Evolution of security compliance

QualysIT security seems to revolve around a calendar of events, marked by milestones such as Patch Tuesday, Cyber-Security Awareness Month, and staple events such as Black Hat and RSA. But we all know that the status of cybersecurity will only improve once we are able to move from an event-driven, reactive security programme to one marked by processes and systems that reflect the persistent nature of the threat we face. Our enemy operates from safe havens present in the Internet, and takes advantage of automated tools and a growing cybercrime economy. Thus our calendar is irrelevant to this adversary.

Awareness of the need for ‘continuous security’ has been growing due to the recent sharp increase in the frequency and cost of attacks. The UAE’s National Electronic Security Authority declared cybersecurity as one of the biggest economic and national security challenges facing countries in the 21st century. One of the biggest attacks to happen in the region was the Shamoon malware attack that cost Saudi’s Aramco $15 million in losses in 2012.

Hackers are becoming more and more sophisticated with common cyber-attacks now including distributed denial of service (DDoS) attacks, phishing/spear-phishing emails, data theft, ‘zero-day’ software assaults, web application exploits, and website defacement.

So how did we get here? This could be because we have been slow to evolve out of the ‘batch mentality’ that has historically dominated security practices.  This has caused us to focus on cycles that are measured in months. But thanks to newer consumer platforms such as the iPhone and Android, continuous update cycles have become well-known and advocates of the faster cycles of monitoring and remediation are gaining more attention.

Of course, the issue has not been a lack of desire, but rather the real constraints of time, people and money. Using traditional security appliances, we would exhaust all of our staff’s time before we came close to complete coverage. These tools were architected during the era of the network as a walled castle, and just do not scale to a dynamic world of shadow IT, cloud applications and mobile devices.

But these obstacles are being overcome. First, new services deliver security from the cloud, which reduces the reliance on specialised equipment and centralises management to a single point, allowing global implementations with a minimum of setup. The cloud also allows you to probe from the outside, just like an attacker, and to discover and evaluate assets outside the corporate firewall, including those provisioned without your knowledge.
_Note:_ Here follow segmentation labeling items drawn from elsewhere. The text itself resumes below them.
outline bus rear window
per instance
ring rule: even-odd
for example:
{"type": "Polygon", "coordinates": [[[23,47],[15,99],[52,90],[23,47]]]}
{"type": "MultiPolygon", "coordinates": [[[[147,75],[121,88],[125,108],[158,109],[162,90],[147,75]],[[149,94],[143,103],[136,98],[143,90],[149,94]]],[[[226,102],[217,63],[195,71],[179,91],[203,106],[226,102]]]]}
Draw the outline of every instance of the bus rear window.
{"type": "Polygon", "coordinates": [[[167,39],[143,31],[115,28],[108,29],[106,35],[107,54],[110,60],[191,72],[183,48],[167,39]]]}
Second, rules-based automation is being incorporated into an increasing number of products and services.  This shift to real-time alerts rather than batch reports is critical if we are to avoid drowning in the data created by pervasive and frequent security monitoring.

The third key trend derives from the first two – analytics-based intelligence.  Pervasive and frequent scanning enabled by the cloud and alerts give us a treasure trove of data, and to this we can apply sophisticated statistical techniques.  Information about assets, vulnerabilities and threats can be aggregated anonymously across a customer base, and then correlated to identify patterns that indicate trouble spots more quickly, so we may prioritise action in a more automated and intelligent way. In the same way that we use crowd-sourced ‘Big Data’ to predict commute traffic, we can use the law of large numbers to get us a step ahead of the cybercriminals.

So while reactive security has been necessary in a world marked by insufficient resources and antiquated equipment, new tools and techniques allow us to improve our visibility and responsiveness to threats. I encourage companies to consider the steps that they might take to move to a more continuous model of security in the near future.